Mardi Gras is a festive holiday held annually on a Tuesday between February 3rd and March 9th. The date changes because it is always held 47 days before Easter. Mardi Gras, which means Fat Tuesday in French, is held on the day before Lent, which is a 40 day period in which Christians give up meat and other rich foods. The holiday started as a way to indulge in the foods that would be given up for Lent.

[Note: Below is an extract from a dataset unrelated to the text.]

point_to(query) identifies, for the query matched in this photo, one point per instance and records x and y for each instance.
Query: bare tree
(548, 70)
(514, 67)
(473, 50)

Mardi Gras originated in pagan traditions of Medieval Europe. It precedes Lent because when Christianity spread to Rome, religious leaders decided to incorporate the traditions into the new faith instead of abolishing them. Mardi Gras was brought to the new world by French explorers who founded settlements near present day Mobile Alabama and Louisiana in the 17th century.
Today, Mardi Gras celebrations in New Orleans includes parties, elaborate floats, masked balls and colorful parades which are put on by organizations called Krewes. During parades, people riding on floats toss beads or other souvenirs known as “throws”, to the crowd. “King Cakes”, a cinnamon filled dough in a hollow circle, are a popular Mardi Gras treat. They are named for the three kings who visited baby Jesus in Bethlehem. A tiny plastic doll or golden bean that represents baby Jesus is hidden in the cake. The person that gets the piece of cake with the doll or bean is said to have good luck and must buy the next king cake or throw the next party. “Let the good times roll”!
- It is illegal to ride on a Mardi Gras parade float without a mask.
- America’s first Mardi Gras celebration was held in Mobile, Alabama in 1703.
- An estimated 25 million pounds of Mardi Gras items are tossed from floats.
- Mardi Gras is a legal holiday in Louisiana.
- Mardi Gras generates an average of $840 million dollars for the city of New Orleans.
- Approximately 500,000 king cakes are sold in New Orleans between January 6 and Fat Tuesday.